Ziehen wir ein vorläufiges Fazit: Erstens hat sich in der Praxis erwiesen, dass die Unterschiede zwischen den einzelnen an Block G8 beteiligten Gruppen – aber auch zwischen Block G8 und den militanteren Aktionskonzepten – weit weniger wichtig sind als die Gemeinsamkeiten. Zweitens ist zwar ein Prozess der kritischen (Selbst-)Reflektion über die Ereignisse durchaus angebracht. Die Linke sollte sich allerdings klarmachen, dass die Mobilisierung zum diesjährigen G8 ein größerer Erfolg war, als wir es uns je hätten vorstellen können. Ein Erfolg, dessen negative Folgen (die entstandenen Schulden, Repression usw.) wir aber auch alle gemeinsam tragen müssen. Die Aktionstage in Rostock und um Heiligendamm waren weit mehr als bloß ein Ausdruck der „Einheit in Vielfalt“. Sie stellten ein Zusammenkommen, ein kollektives Sichverändern dar.

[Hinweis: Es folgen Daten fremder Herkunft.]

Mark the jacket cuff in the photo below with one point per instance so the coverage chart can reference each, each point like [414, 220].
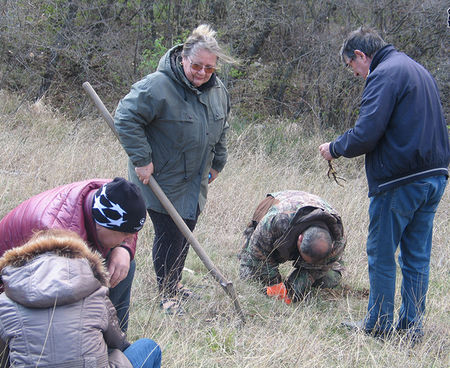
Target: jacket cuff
[333, 151]
[142, 162]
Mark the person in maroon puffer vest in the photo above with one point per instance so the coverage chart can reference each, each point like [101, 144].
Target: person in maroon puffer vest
[106, 214]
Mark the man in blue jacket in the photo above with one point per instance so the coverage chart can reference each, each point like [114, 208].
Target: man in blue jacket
[402, 131]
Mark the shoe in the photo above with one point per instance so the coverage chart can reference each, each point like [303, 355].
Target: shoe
[171, 306]
[359, 326]
[186, 293]
[410, 335]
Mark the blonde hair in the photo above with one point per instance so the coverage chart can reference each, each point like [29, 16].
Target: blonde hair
[203, 37]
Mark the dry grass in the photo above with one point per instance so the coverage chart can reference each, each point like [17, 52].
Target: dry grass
[41, 149]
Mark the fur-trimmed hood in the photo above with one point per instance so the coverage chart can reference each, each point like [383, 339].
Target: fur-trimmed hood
[55, 267]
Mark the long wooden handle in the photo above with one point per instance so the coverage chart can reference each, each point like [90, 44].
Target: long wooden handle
[168, 206]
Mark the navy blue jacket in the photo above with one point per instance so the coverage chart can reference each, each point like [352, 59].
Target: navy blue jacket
[401, 126]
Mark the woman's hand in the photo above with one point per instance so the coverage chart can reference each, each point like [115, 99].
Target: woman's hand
[144, 172]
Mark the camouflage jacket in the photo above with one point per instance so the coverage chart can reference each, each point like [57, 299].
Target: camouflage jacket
[272, 239]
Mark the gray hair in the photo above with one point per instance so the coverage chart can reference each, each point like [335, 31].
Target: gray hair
[311, 236]
[363, 39]
[203, 37]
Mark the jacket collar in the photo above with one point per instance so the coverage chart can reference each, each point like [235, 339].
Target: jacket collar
[60, 242]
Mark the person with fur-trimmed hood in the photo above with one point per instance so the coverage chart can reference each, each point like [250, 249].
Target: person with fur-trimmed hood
[55, 311]
[106, 214]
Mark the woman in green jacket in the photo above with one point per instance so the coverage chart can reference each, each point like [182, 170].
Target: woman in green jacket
[173, 126]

Dadurch, dass wir zusammen arbeiteten und konstant nach Gemeinsamkeiten suchten, wurden wir in der Tat zu einer „Bewegung der Bewegungen“, die mehr ist als nur die Summe ihrer Teile ist. Drittens und letztens sollten wir uns klar machen, dass erst vor zwei Jahren in Edinburgh 30 0000 Menschen für den G8-Gipfel und „Make Poverty History“ auf die Straße gingen. In diesem Jahr demonstrierten 80 000 gegen den G8 als Institution und 15 000 waren aktiv daran beteiligt, den Gipfel zu blockieren. Die globalisierungskritische Bewegung ist so wieder zu einem ernstzunehmenden sozialen Akteur geworden, der die Richtung der globalen Politik beeinflussen kann. Es ist unwahrscheinlich, dass die große Mehrheit der Blockierenden und Protestierenden sich in Zukunft in politischen Strukturen – entweder der radikalen Linken, der politischen Parteien oder von Organisationen wie attac – organisiert. Auf der einen Seite verringert dies natürlich die Fähigkeiten, zukünftig weiterhin koordiniert zu agieren. Auf der anderen Seite sind jedoch solche organisierten Strukturen immer nur ein kleines Element innerhalb von sozialen Bewegungen gewesen. Viel wichtiger sind die emotionalen Bindungen, die sich während der 44 Stunden auf der Straße, in den langen Nächten der Aktionsplanung und bei den oft schmerzhaften Bündnistreffen entwickelt haben. Sie haben das Potential, einen Zusammenhalt auf lange Sicht zu gewährleisten. Foucault schreibt irgendwo, dass eine Barrikade nur zwei Seiten hat. Alle, die in Heiligendamm war, werden für immer wissen, auf welcher Seite sie stehen – oder sitzen.